In my day we did Latin in school so we all knew the meaning of the phrase Quis custodiet ipsos custodes?
I suppose the inherent conundrum contained in the question appealed to our young brains. Who polices the police? On in the Irish context, who guards the guards?
A lot of people have been asking the same hoary old question here in the past week. This followed the revelation over a week ago that the offices of the Garda Siochana Ombudsman Commission (GSOC) in Dublin may have been bugged.
And that, of course, raised the intriguing question of who might have been doing the bugging? Criminals? Subversives? The Brits? Or, as seemed most likely, the guards themselves?
If you’ve been following the Irish media over the past week you will be aware that this issue has blown up into a major dispute here, filling pages and pages of the newspapers. But before we get into the claims and counterclaims, let us first have a look at what GSOC is.
The police in Ireland are called the Garda Siochana (Irish for guardians of the peace) and in everyday language they are called “the guards.” There are around 15,000 of them.
With that many in the force, there will always be a few bad apples and a few bullies, and this used to be dealt with by a complaints board which used guards to conduct investigations into their colleagues, which was close to allowing our police to police themselves.
In modern democracies this is regarded as unsatisfactory, so in 2007 the Garda Siochana Ombudsman Commission was established and began its work. The GSOC has its own investigators, made up of former police officers from Ireland and abroad.
Since 2007 it has grown into a substantial and busy organization with a budget of nearly €9 million a year, investigating complaints against members of the guards. As well as the three commissioners, the chairman being a former senior British policeman, it has a staff of 80, more than 30 of who are in the investigations unit.
Most of the complaints they get are what you would expect -- discourtesy, bullying, abuse of power, some criminality.
In 2012, for example, they dealt with over 5,000 complaints, but the vast majority of these were not sustainable and only a few dozen led to any action. Most of these resulted in warnings or loss of pay, and only 13 ended in prosecutions.
And this fits with the general perception of the guards here as trustworthy and considerate.

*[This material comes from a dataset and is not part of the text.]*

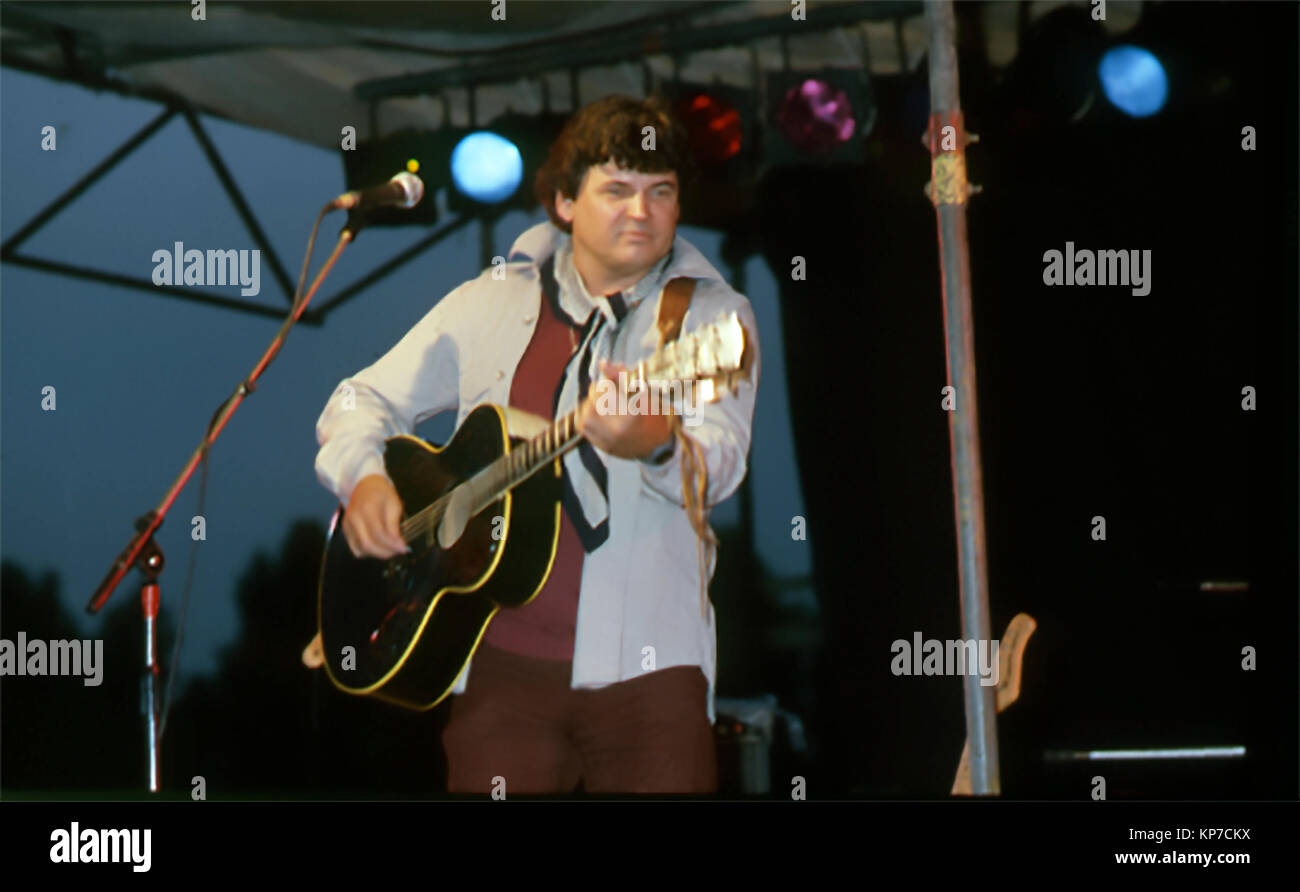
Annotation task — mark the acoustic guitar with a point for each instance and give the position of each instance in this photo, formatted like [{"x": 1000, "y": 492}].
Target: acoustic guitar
[{"x": 482, "y": 519}]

There is strong public support for the guards and appreciation of the work they do.
All you have to do is walk through our cities and towns on a weekend night after closing time to see the disgusting behavior they have to put up with. And frequently “they” are just a couple of young guards facing a drunken, drugged and violent mob out of their heads and looking for trouble.

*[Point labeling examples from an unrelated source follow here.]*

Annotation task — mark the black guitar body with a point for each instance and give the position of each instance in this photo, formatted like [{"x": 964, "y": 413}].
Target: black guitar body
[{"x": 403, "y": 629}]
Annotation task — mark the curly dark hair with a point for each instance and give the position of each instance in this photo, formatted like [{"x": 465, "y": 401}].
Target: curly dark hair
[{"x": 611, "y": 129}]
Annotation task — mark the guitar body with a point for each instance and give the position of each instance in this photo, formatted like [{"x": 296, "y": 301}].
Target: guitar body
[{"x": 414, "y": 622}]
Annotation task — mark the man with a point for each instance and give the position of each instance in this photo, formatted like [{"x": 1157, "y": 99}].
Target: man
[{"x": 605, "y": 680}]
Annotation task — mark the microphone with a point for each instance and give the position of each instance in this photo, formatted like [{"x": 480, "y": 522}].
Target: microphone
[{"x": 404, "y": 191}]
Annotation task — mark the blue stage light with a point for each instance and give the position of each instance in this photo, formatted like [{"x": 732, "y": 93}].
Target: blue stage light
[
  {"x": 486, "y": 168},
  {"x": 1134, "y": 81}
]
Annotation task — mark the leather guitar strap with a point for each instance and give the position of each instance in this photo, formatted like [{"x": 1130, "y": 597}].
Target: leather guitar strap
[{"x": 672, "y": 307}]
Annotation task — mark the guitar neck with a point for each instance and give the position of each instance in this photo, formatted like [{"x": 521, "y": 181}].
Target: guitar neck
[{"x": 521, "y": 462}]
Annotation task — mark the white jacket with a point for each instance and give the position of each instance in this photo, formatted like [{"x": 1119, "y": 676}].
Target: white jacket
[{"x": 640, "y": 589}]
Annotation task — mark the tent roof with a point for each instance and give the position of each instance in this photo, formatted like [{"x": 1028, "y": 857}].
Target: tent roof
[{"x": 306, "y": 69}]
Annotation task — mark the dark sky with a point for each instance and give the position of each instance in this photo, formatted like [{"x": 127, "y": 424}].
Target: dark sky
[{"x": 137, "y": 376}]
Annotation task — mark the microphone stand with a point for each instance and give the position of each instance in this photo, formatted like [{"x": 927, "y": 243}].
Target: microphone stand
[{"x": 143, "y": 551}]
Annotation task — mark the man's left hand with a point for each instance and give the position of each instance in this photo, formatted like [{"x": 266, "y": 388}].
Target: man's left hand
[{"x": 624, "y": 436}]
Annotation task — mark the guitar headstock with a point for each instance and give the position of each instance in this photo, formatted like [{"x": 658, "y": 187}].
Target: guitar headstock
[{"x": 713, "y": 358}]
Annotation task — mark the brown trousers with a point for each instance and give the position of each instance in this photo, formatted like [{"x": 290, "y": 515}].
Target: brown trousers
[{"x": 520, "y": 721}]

There is also the fact that crime in Ireland has become much like anywhere else, with shootings and stabbings now commonplace. On top of that we have the remnants of the Republican gunmen and heavily armed drug gangs, sometimes working together.
In spite of this the police here are still an unarmed force, although they can call up mobile armed Emergency Response Units when needed.
Overall, it would be fair to say that most people here hold the Garda Siochana in high esteem. But there have been problems in some areas (Donegal, for example, where some of the force went rogue some years back, and there is the ongoing controversy over driving penalty points being quashed and other issues.
So there is no doubt that we need the GSOC there to investigate individual guards when things go wrong. Unfortunately this idea of an outside body looking into their affairs has never been fully embraced by the guards themselves. Even at the top level in the guards lip service is paid to the GSOC and the right noises are made, but cooperation can be minimalist.
Ordinary guards caught abusing power or involved in criminality are dealt with by the GSOC with the support of the force. But once the issue involves higher ranks or Garda policy or a systemic problem (like the cancellation of driving penalty points) the guards appear to resent the intrusion into how they do things.
All of this is by way of background to the current controversy. The most likely buggers of GSOC would be the guards themselves, something that has been vehemently denied by the Garda commissioner. But that does not rule out bugging by rogue individuals or groups within the force.
According to the revelations in the media here, what happened is that the GSOC became concerned some time ago that they were being bugged. This concern was prompted by a number of incidents and one in particular in which a senior Garda officer at a meeting appeared to know about secret GSOC material.
Without telling either the guards or the minister for justice, the GSOC called in a specialist security company from the U.K. which carried out a sweep of its premises and equipment in central Dublin. This uncovered three “anomalies” which could indicate that bugging had taken place.
The lack of certainty is part of the modern world of surveillance. The days of finding a tiny camera behind a picture or a microphone in a telephone handset are long gone. In this Wi-Fi era it’s incredibly hard to know when bugging is happening and even harder to find out who is doing it.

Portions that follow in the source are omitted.